Eleven people were killed on Thursday after a boat believed to be carrying dozens of migrants capsized off the coast of Puerto Rico, authorities said.
None of the people spotted in the water during a “mass rescue” about 10 miles north of Desecho Island appeared to be wearing life jackets, the Coast Guard said in a release.
On Thursday night, 31 survivors had been found in what the Coast Guard described as a suspected “illegal voyage”.

The origin of the ship and the nationalities of all those on board were not immediately known.

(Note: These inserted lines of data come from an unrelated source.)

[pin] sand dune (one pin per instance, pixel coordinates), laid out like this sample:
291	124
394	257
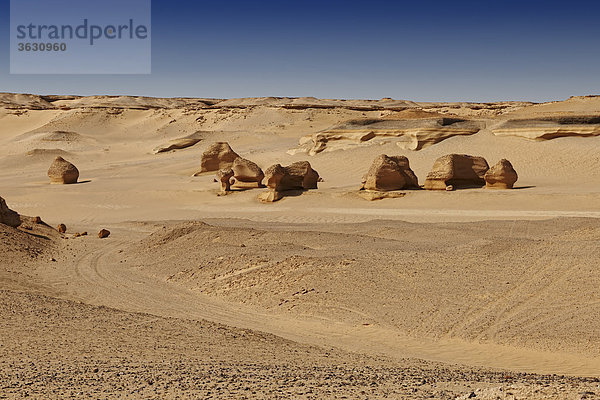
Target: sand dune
490	279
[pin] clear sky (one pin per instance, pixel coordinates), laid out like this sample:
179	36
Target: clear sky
480	50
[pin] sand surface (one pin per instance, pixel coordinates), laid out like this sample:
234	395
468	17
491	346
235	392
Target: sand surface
321	295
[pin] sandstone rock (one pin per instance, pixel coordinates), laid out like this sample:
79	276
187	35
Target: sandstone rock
103	233
224	177
376	195
501	176
551	127
298	176
180	143
246	171
176	144
218	156
8	216
63	172
458	171
390	173
413	130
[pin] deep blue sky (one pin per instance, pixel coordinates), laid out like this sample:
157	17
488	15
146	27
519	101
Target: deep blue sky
425	51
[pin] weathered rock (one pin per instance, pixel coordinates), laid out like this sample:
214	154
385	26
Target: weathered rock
104	233
414	130
246	171
298	176
458	171
224	177
218	156
390	173
176	144
8	216
501	176
375	195
180	143
63	172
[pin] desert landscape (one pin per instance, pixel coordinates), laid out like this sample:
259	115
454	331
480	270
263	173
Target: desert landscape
298	248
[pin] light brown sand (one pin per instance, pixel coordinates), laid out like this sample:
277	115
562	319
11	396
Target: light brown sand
492	280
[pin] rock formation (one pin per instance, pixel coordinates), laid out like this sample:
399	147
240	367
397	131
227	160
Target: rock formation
63	172
180	143
296	176
501	176
458	171
390	173
104	233
412	131
224	177
551	127
218	156
8	216
246	171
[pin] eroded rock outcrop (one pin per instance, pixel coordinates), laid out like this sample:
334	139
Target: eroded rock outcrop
457	171
218	156
409	131
501	176
550	127
246	171
177	144
390	173
62	172
298	176
8	216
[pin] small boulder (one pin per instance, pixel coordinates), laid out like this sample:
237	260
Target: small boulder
390	173
298	176
8	216
63	172
224	176
501	176
457	171
246	171
218	156
104	233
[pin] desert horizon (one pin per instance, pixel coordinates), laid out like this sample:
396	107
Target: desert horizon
281	247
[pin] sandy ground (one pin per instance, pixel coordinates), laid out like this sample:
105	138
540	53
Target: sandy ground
480	293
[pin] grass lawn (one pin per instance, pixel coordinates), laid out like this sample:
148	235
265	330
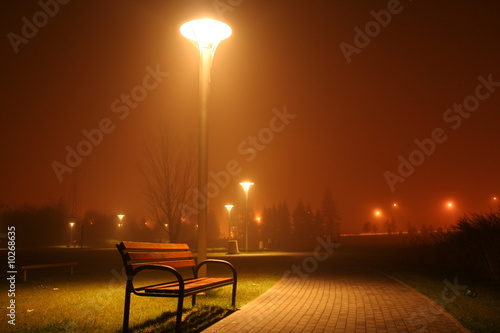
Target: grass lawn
92	300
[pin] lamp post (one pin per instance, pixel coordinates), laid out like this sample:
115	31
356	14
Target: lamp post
71	225
246	188
229	207
120	224
207	34
451	207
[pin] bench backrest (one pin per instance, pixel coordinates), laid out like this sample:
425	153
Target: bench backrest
136	254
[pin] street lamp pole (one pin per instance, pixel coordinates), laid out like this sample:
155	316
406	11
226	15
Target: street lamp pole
229	207
71	225
120	224
246	188
207	34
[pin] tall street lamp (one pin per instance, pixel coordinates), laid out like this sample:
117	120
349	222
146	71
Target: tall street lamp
246	187
120	224
229	207
207	34
71	225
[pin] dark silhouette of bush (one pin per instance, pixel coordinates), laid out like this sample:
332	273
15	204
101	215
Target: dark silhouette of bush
477	238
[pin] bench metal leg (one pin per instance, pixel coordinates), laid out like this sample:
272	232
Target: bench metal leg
126	310
180	303
233	298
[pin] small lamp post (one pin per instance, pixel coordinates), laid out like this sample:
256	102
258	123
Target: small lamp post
120	223
229	207
71	225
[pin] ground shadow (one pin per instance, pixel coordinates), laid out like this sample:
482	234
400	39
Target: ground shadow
194	320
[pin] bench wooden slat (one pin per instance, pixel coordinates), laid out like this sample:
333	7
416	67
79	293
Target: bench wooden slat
140	254
153	246
159	255
63	264
173	263
190	285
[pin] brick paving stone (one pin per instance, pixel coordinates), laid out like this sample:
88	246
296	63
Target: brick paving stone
346	297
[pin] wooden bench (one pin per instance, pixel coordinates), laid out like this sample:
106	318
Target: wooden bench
168	257
26	268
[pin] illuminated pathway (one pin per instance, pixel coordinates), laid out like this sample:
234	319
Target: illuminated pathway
345	297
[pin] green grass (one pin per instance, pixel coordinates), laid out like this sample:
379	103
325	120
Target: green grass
92	300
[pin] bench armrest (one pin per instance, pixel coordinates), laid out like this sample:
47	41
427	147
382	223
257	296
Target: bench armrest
170	269
216	261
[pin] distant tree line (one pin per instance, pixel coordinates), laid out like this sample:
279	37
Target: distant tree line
280	229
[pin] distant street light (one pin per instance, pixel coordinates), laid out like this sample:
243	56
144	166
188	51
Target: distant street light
229	207
451	207
120	224
71	225
246	188
207	34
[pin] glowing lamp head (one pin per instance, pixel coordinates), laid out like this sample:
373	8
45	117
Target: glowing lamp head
246	185
206	31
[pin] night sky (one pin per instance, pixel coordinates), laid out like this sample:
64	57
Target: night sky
380	101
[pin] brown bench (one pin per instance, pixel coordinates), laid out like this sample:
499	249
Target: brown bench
168	257
28	267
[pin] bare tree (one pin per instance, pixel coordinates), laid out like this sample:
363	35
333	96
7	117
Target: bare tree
168	178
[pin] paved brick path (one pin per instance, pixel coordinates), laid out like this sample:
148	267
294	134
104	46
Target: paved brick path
345	297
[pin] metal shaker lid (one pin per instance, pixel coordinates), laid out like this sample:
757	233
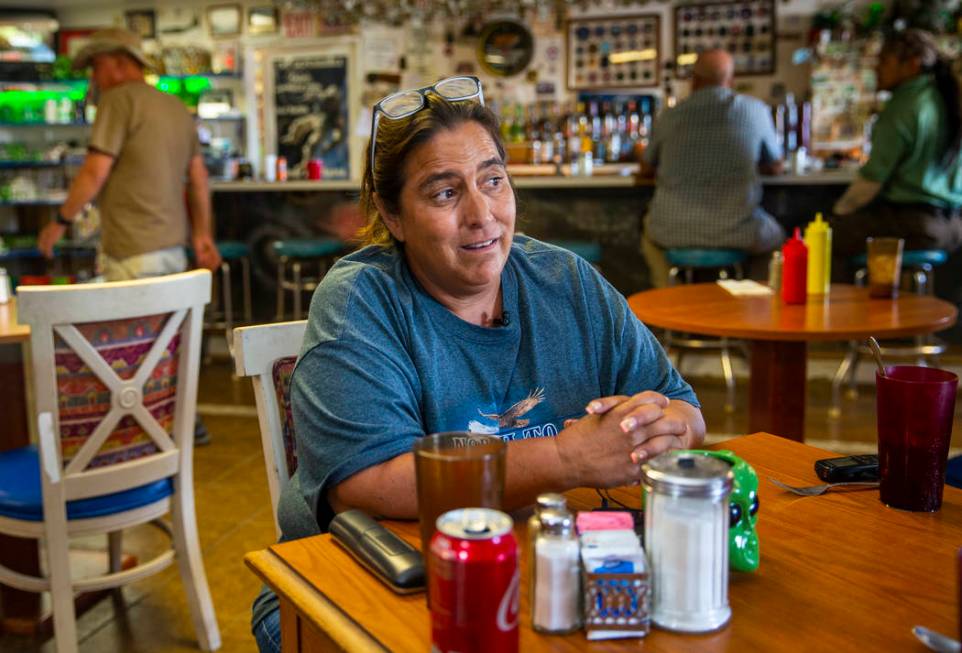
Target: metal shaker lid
555	521
551	500
688	474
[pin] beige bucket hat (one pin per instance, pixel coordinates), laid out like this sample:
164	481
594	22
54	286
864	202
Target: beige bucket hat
111	39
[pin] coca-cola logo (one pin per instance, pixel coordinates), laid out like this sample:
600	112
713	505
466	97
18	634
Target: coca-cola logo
509	607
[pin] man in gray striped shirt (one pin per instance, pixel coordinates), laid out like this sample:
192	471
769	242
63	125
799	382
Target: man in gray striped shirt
708	152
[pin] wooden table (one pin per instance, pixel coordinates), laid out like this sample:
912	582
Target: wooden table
20	609
839	572
779	334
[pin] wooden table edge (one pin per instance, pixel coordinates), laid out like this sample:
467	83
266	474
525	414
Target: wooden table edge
673	323
311	603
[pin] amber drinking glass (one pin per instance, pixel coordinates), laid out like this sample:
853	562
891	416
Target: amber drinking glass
915	406
457	470
884	266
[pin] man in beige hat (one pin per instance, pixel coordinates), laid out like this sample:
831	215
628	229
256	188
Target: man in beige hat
142	159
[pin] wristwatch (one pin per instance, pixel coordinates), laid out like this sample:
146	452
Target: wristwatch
62	220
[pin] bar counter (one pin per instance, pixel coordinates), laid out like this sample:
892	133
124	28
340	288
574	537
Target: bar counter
624	178
607	208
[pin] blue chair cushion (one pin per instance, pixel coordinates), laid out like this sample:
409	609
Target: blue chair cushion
22	498
231	250
704	258
586	249
910	258
307	248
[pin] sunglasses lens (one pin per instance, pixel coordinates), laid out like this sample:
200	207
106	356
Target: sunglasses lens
457	88
402	104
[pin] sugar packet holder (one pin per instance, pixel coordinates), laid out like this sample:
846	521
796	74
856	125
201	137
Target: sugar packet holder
616	585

A Coast Guard Spokesperson told The Associated Press that eight Haitians had been hospitalized.
The Coast Guard launched the effort after Customs and Border Guard helicopter personnel spotted the overturned boat shortly before noon.
“If it wasn’t, we wouldn’t have known until someone found any sign or received messages from people that their loved ones are missing,” the spokesman, Ricardo Castrodad, told the AP.
In January, a single survivor was rescued after a 25-foot boat capsized off the coast of Florida after it left the Bahamas by the dozen in a suspected smuggling operation.
The man was found by a commercial sailor who saw him clinging to the overturned boat.
The Coast Guard said the number of Haitian migrants it has intercepted has increased to nearly 4,500 since October, up from 1,500 in fiscal year 2021 and just over 400 in fiscal year 2020.
The apparent wave of migrants comes as the country – one of the poorest in the world – has seen violent gang fighting left hundreds of displaced people and dozens dead and injured in the capital, according to the United Nations†
Earlier this year, a UN official said: the country was in an ‘acute political and institutional crisis’.